Henry Paker: Guilty
Plot and character work well in this mystery narrative which just lacks the gags
This article is from 2016.
Battling slightly with a meagre attendance, Henry Paker once again has a terrific show on his hands, but on this occasion it never quite takes off. Walking on to Bernard Herrmann's nerve-shredding theme to Vertigo, it's clear that we're about to be plunged into a world of mystery and intrigue. Soon enough the plot of a life coach found dead unravels before tangling itself up ahead of the satisfying conclusion.
Sipping from a variety of heartburn-easing bottles (though the exact contents he's swilling can't be fully confirmed), Paker walks us through his tale as he adopts the noirish role of freelance private investigator. As he wistfully notes, we should all be on board with this idea, given the numbers of people who played that part while binge-watching Making a Murderer. Having met up with some of those suspected of foul play, things merely get stranger before justice can prevail.

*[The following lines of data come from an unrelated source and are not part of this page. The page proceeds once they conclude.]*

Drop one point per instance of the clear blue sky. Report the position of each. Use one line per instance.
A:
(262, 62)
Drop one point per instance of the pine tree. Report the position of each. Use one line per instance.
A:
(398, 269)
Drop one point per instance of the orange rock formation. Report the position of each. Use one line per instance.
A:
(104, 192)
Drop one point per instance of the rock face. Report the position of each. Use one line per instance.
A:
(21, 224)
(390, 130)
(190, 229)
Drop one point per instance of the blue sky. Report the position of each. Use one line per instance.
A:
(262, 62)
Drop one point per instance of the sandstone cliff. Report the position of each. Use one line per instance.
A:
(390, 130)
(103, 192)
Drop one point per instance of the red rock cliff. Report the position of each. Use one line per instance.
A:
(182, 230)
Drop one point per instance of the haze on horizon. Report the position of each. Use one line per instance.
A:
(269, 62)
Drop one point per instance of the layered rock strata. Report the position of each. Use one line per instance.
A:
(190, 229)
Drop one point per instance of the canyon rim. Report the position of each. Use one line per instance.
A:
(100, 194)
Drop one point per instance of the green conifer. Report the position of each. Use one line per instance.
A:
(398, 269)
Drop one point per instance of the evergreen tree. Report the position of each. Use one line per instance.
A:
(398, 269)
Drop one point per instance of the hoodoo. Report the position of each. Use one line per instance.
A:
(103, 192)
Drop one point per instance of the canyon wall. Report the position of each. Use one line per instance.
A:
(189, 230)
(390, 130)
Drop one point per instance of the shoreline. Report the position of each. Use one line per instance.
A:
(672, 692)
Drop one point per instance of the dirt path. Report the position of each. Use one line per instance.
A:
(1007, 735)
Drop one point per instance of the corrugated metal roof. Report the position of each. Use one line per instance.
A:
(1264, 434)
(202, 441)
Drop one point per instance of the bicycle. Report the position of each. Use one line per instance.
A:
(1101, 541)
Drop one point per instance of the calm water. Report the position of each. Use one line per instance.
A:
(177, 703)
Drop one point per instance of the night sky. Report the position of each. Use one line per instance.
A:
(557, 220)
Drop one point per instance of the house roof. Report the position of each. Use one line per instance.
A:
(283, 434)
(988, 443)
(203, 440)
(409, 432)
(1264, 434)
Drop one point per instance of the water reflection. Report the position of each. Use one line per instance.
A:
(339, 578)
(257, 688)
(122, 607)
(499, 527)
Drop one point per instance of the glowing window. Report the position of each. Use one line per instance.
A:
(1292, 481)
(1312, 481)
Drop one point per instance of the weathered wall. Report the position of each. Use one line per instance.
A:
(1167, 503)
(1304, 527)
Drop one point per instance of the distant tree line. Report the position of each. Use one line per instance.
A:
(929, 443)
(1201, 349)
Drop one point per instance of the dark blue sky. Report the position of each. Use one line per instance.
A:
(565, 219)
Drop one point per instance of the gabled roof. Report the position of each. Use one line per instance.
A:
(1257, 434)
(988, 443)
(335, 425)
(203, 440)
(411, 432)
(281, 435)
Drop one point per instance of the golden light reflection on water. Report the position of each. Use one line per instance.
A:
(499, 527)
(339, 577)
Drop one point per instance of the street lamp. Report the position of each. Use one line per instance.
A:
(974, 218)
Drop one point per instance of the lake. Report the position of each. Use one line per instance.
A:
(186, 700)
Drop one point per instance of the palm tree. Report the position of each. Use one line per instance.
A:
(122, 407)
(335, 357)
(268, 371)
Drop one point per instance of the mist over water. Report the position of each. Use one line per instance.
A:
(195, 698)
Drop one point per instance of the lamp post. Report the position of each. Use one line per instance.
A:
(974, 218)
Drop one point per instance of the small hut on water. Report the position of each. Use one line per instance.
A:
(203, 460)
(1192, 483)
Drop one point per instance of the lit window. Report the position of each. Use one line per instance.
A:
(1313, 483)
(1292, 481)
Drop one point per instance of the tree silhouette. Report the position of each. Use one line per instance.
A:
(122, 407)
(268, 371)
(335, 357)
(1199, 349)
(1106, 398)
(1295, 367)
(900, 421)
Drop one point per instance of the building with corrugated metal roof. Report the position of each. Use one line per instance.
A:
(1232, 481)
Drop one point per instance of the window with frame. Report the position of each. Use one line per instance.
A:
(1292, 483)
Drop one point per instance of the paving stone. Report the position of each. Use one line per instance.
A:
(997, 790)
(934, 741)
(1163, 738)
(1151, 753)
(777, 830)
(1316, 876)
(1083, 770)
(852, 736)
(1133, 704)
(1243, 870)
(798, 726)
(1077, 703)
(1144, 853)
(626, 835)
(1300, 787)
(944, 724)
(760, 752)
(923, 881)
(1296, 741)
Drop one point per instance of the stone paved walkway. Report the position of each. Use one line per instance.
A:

The story itself is fun enough, but the real pleasure to Guilty is coming in from the edges with the sub-plots of Paker's life as an illustrator being wonderfully realised before us on screen, while he has a series of strained phone conversations with a publisher about the commercial direction of his next children's book. Unusually for Paker, there's a curious lack of consistently flowing gags which might be the ultimate undoing of this otherwise enjoyable hour.
Assembly George Square Theatre, until 28 Aug, 8.20pm, £10–£11 (£8–£9).